Arigna: Travel Goals


We arrive at the Arigna mine without preconceived ideas. It is something to do while staying in County Leitrim, Ireland. The woman at check in shows us to an area where we see a brief film that explains the history of the mine which was shut down in the 1990’s. We look at photos and I browse the small gift counter.

Eventually we are taken into a room at the mine opening and asked to put on hard hats. We are the only people on the first tour of the day. Our guide’s name is Michael and he was a former coal miner at the site.

Michael has a shy smile, a miner’s cough, and a thick local accent. He is soft spoken and therefore (to us) often hard to understand. He pauses at the photo of Jesus at the mine entry and blesses himself, telling us it was the first and last thing every miner did upon entering and leaving the mine.

He tells us he left school at fifteen to go underground and that his father had begged him not to. But he hadn’t liked school and the miners seemed larger than life. He wanted to make money and the larger amounts of money went to those who worked the most dangerous and difficult areas of the mine. He volunteered for jobs with increasing risks.

We walk into the shafts. I share that my grandfather had been a lead miner as he shows us the coal car system. He shows us the thin seams of coal and describes how you had to lay on your shoulder in cold water to work the seam and extract the coal. He grows a little pensive as he remembered the dark and the endless dust.

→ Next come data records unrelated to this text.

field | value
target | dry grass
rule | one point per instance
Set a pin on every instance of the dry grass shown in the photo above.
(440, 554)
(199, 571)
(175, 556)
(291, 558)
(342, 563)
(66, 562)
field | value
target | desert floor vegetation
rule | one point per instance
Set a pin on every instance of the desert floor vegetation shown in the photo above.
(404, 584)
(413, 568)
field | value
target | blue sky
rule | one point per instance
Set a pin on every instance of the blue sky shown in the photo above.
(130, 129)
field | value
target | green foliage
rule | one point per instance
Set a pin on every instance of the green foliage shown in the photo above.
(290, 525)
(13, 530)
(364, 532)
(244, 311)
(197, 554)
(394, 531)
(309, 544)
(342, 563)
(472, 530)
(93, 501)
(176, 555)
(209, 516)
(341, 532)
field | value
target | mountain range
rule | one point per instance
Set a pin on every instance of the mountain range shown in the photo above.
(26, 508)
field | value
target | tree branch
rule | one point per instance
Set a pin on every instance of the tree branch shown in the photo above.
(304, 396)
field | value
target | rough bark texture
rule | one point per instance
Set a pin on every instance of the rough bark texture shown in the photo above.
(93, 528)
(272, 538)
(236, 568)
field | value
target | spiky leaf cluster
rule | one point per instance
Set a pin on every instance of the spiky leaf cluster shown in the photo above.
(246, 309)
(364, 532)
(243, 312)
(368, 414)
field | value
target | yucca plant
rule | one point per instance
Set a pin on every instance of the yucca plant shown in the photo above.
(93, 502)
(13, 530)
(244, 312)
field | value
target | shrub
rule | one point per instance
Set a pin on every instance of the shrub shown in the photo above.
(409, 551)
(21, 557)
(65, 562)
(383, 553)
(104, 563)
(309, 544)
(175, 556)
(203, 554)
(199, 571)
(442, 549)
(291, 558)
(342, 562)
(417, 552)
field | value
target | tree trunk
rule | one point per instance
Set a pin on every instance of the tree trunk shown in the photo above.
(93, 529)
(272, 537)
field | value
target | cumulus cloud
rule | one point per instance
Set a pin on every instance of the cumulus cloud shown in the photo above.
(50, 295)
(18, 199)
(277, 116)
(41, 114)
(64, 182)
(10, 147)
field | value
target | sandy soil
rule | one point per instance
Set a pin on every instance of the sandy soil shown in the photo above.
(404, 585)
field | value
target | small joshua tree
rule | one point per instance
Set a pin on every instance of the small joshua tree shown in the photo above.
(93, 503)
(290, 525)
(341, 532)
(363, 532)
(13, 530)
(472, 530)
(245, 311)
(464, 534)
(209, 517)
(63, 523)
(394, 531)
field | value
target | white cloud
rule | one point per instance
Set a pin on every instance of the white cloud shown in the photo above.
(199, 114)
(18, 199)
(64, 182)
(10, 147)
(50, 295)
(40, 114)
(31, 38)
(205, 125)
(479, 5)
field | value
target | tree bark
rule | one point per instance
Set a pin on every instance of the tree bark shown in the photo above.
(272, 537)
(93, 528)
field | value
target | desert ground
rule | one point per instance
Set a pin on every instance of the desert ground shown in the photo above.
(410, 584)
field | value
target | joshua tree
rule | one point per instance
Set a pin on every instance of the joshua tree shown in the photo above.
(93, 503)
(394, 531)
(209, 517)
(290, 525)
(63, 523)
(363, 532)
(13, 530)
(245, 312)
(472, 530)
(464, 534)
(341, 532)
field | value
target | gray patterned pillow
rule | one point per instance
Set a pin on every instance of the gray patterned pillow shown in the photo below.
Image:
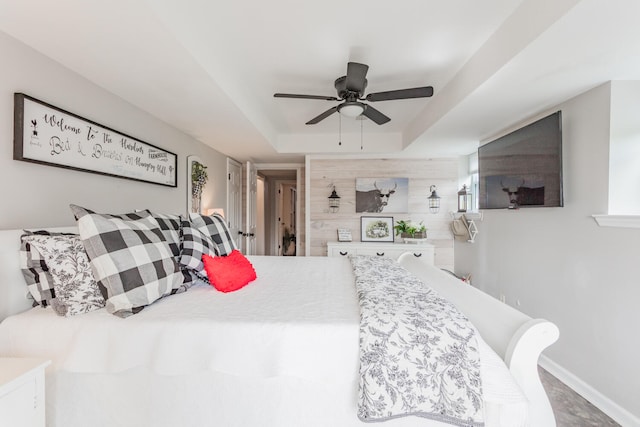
(195, 244)
(35, 270)
(130, 259)
(76, 291)
(215, 226)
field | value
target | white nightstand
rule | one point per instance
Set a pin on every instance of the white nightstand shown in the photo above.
(22, 392)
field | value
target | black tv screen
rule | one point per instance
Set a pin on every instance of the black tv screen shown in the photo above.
(523, 168)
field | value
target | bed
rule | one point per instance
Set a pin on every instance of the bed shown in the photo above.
(282, 351)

I ask lots of questions as I want to understand his experience. Though he always answers, at times he seems lost in the past and reluctant to talk about the hardships. When I ask if he was in any of the photos of the working mine in the small interpretative center, I finally got a full smile. After we leave the mine, he takes me to his photos and shares the names of his mates between the constant coughs. A light returns to his eyes, ever so briefly. The mine has closed but the memory of friends lives on.